Who needs stimulating content? More period details! Look at that watch-chain. Phwoar!

Who needs stimulating content? More period details! Look at that watch-chain. Phwoar!

Meanwhile the film’s visuals, shot by the eminently talented Iranian cinematographer Darius Khondji, are steeped in a horrible yellow that I have noticed creeping more and more into contemporary cinema. His compositions are elegant and, to the most part, suitably traditional, but this awful colour-balance, perhaps an attempt to hint at sepia, renders the entire film utterly unappealing to my eye. Previous generations could look back fondly on the ravishing ‘inaccuracies’ of Technicolor and how they were harnessed by the masters of the trade (Jack Cardiff for example, a magician) but I cannot fathom anyone ever looking back at this kind of tampering and wishing it were employed more often. At best it’s vaguely irritating, at worst it sets me on the path of designing jokes about the film stock perhaps being developed in a bucket of piss. And no one wants that to happen.

The main saving grace was catching the film with an audience in which I was among the youngest member. I’ll say this, whatever disparaging remarks I might conjure up, the film seemed a pretty solid hit with ladies in the 70+ year-old bracket who surrounded me and gasped and smacked at every lumbering twist of the plot. Which seems a fair summation of the film.
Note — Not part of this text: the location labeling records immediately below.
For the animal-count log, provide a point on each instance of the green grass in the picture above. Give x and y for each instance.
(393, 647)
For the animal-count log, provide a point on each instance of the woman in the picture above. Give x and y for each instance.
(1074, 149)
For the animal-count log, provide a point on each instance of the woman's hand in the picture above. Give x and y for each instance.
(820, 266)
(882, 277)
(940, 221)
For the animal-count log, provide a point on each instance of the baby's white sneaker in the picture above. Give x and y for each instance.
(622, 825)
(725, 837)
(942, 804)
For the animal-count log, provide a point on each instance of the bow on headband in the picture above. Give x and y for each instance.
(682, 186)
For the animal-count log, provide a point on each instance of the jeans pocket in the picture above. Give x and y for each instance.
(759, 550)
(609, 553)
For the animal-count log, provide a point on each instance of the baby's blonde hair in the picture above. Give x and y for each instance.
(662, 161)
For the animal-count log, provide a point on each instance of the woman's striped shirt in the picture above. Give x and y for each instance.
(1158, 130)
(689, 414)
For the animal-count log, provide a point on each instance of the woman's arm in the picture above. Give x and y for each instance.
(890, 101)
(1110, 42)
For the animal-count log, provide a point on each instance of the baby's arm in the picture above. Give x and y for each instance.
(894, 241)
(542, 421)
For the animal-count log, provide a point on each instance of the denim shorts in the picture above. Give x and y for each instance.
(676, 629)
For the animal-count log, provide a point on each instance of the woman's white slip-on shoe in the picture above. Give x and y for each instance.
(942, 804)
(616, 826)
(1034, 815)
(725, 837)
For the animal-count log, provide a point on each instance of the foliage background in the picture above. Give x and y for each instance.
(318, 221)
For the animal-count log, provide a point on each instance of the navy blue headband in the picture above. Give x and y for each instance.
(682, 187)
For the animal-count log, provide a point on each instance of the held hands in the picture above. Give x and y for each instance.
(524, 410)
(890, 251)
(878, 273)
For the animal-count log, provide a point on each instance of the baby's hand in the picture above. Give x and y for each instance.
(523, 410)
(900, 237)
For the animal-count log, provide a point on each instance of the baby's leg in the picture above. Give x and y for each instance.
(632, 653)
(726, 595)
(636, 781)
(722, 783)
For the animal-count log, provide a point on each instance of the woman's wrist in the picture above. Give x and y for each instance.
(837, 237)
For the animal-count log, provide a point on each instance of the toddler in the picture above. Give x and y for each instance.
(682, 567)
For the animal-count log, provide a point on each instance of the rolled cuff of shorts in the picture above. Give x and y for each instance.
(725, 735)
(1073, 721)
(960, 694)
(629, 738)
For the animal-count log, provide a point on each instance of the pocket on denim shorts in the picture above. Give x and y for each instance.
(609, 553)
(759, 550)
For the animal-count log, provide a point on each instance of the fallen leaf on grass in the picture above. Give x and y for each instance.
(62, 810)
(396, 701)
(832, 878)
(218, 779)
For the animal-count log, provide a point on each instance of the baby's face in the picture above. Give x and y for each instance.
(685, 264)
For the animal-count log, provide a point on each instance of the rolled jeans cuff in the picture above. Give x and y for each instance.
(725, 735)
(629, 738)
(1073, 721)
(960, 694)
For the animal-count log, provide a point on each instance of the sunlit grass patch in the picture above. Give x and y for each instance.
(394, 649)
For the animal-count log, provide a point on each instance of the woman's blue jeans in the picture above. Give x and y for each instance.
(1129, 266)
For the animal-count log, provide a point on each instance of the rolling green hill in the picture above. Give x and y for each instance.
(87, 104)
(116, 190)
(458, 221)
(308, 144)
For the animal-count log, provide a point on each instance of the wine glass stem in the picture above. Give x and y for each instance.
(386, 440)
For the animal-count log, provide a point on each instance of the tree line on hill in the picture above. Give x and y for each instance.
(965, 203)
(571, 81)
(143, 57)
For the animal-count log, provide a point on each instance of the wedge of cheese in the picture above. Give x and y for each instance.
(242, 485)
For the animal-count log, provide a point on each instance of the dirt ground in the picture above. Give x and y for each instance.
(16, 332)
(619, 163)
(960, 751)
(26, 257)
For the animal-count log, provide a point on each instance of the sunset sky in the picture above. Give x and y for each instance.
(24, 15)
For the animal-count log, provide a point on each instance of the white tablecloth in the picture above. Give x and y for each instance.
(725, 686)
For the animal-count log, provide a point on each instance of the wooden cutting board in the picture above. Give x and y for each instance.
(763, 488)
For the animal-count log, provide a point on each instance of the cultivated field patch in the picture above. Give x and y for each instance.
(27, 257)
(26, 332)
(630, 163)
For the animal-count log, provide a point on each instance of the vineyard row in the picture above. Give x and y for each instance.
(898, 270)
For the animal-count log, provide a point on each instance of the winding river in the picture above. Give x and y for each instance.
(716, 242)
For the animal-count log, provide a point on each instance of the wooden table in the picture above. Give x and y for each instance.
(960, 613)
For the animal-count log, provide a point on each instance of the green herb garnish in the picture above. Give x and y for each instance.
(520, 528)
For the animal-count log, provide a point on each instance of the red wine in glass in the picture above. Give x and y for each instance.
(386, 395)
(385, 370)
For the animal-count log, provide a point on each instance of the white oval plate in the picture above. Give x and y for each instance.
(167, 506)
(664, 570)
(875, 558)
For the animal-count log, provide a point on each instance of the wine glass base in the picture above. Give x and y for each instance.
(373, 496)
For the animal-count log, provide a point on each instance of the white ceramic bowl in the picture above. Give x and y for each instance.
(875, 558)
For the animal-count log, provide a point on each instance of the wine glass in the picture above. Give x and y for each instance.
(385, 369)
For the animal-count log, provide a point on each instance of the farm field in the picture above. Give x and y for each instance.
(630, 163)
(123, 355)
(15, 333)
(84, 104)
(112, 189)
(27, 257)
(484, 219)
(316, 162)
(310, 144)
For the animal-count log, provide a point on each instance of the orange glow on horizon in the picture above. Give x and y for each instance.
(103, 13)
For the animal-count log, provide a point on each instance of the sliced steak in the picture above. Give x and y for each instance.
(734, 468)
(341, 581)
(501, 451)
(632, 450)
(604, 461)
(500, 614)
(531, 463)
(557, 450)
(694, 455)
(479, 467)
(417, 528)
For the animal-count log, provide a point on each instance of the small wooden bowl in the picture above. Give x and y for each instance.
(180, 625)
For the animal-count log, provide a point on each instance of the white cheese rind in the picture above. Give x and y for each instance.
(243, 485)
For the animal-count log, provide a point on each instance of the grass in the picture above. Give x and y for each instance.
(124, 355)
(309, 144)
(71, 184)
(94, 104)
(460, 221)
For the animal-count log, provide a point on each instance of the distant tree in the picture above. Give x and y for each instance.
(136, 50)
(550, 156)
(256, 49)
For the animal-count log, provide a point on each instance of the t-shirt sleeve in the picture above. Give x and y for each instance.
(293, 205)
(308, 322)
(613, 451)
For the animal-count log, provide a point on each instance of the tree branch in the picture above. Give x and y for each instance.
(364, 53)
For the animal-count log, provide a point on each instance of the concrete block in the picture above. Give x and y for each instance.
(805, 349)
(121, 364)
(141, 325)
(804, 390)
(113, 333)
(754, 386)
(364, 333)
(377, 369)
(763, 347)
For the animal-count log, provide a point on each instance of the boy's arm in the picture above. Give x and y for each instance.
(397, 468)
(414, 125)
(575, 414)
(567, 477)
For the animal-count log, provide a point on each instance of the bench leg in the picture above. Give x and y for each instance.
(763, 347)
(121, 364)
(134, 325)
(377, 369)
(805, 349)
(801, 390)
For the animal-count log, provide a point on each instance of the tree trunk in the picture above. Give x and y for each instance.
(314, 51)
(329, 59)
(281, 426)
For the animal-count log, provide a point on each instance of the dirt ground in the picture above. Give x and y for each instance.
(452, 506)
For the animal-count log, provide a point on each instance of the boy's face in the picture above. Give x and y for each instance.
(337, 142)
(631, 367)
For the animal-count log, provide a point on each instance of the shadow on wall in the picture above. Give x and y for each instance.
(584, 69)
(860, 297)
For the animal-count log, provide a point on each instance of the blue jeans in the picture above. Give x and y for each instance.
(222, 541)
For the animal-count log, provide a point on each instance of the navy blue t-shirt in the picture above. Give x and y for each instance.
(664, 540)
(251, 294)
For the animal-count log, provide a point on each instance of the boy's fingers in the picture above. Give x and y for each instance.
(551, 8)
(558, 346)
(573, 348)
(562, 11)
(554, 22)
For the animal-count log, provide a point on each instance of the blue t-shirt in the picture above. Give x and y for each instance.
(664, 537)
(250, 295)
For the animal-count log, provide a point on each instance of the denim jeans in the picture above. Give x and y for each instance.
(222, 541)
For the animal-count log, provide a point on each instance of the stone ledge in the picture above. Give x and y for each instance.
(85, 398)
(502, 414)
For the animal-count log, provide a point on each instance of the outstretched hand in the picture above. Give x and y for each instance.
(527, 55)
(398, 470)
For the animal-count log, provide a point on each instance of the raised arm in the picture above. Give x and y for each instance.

If you’re an easily impressed, elderly woman, then you could apparently do worse than watching this. As for me, I’d take Chaplin’s film of the same title any day. It’s funnier, sadder, considerably shorter, and it’s cinematographically urine-free too. And to top it all off, it was made five years before this film was even set. Which means that even harking back to the past, James Gray still managed to be behind the curve.